What do you consider your other talents besides cooking?
I’m a fairly good carpenter. I’m currently renovating a 1911 Craftsman home. It’s my third time renovating a home. I’m an amazing fisherman. I don’t brag about my cooking, but I do brag about that.
If you could invent a restaurant for your next (imaginary) project, what would it be?
I like the idea of a live fish and crustacean restaurant. If you had a live wall of fish, you could sustain the diversity of your menu. You’d kill it and clean it so it’s perfectly done. The restaurant would be in Houston. We’ve served 87 species out of the Gulf since we opened. It’s what I’m most proud of.
If you were going to take Mario Batali out to eat, where would it be?
I’d take Mario Batali to Houston’s Chinatown and on a fishing trip. Mario can at least keep up with me drinking and he’s a fun-loving guy.
What ingredient will people be talking about in five years?
Sustainably grown aquaculture. I think shrimp and cobia will be the most prominent. We are currently starting the chef and fishermen outreach program where we are trying to put to use the shrimper bycatch. Currently only 15 percent of shrimpers’ catch is shrimp, and everything else dies. The only thing worse than shrimping for the environment is farm-raised shrimping. We have to figure out a way to grow things in the massive ocean.
What do you eat straight out of the fridge, standing up? What is your favorite snack?

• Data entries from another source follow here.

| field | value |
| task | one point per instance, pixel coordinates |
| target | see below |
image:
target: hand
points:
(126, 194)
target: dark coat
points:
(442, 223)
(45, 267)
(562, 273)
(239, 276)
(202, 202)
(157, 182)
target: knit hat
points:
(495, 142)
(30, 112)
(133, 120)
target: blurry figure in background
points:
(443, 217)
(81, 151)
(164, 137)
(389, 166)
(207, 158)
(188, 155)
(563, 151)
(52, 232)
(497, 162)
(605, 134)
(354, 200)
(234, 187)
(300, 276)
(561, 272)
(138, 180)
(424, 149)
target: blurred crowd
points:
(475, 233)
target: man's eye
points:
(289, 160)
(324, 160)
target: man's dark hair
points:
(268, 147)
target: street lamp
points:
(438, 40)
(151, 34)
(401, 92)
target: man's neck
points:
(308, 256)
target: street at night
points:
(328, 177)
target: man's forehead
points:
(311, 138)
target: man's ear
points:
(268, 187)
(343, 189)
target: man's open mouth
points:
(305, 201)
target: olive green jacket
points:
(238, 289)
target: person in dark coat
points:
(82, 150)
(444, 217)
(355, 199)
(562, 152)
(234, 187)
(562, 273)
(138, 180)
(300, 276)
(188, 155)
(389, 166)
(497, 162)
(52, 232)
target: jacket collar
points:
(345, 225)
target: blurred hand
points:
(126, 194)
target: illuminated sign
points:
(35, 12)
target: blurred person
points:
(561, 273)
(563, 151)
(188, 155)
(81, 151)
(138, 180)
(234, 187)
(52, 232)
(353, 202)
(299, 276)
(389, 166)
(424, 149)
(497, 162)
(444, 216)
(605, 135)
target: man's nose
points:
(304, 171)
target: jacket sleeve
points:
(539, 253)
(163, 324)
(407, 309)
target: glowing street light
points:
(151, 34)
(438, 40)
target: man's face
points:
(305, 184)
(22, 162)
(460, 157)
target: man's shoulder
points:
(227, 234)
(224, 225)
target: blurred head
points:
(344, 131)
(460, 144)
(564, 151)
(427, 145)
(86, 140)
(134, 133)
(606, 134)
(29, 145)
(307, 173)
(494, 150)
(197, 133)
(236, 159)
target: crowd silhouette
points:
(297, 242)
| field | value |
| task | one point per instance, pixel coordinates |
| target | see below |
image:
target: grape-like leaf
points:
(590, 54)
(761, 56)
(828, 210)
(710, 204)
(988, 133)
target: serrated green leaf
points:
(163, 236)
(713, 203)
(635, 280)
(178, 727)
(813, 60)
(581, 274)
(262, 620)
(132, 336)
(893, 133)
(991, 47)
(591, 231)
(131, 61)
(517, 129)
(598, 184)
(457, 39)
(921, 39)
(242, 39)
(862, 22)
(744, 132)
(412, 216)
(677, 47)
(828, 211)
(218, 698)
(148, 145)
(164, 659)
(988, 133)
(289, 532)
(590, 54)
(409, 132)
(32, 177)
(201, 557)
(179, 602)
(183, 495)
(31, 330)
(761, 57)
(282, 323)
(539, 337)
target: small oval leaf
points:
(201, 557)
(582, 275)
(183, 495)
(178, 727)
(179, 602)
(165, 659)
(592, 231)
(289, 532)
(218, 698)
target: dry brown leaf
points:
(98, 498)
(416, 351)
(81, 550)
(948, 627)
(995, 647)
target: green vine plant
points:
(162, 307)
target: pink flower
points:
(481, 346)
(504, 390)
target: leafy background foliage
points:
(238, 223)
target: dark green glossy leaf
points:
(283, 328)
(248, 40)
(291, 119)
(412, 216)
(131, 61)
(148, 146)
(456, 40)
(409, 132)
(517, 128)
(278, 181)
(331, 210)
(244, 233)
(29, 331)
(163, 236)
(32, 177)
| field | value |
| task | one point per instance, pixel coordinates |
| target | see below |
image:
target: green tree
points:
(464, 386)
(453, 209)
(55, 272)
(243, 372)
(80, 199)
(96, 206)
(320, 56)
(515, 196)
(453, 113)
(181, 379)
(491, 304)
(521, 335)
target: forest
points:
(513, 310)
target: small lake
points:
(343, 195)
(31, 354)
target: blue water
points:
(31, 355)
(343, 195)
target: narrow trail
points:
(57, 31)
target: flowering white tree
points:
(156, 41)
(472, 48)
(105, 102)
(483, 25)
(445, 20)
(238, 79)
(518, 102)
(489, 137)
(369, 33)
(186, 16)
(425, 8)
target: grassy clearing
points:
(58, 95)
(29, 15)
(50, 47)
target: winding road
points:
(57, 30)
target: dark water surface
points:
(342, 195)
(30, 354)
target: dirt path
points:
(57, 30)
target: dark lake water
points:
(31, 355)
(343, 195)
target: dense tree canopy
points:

Pickles are my favorite snack. We make more than 30 different kinds at the restaurant and seven kinds are in my fridge right now.
My favorite snack is the chips and salsa from my restaurant.
Best new store-bought ingredient/product, and why?
Louisiana Ghost Pepper Caviar. It’s got a little bite to it. Caviar snobs will turn their noses as it, but I think it’s great and it sells really well.
Three people to follow on Twitter, Instagram, Pinterest, Facebook.
John T. Edge, @johntedge
Robb Walsh, @robbwalsh
Kat Kinsman @kittenwithawhip
Do you have any food superstitions or pre- or post- shift rituals?
These are more deep beliefs than superstitions, but I believe in eating only live crab and live oysters. Also: Never, ever, ever does tomato belong in gumbo. I got kicked out of a class at CIA arguing with a chef about that.
My pre-shift ritual is getting everything completely organized in my station.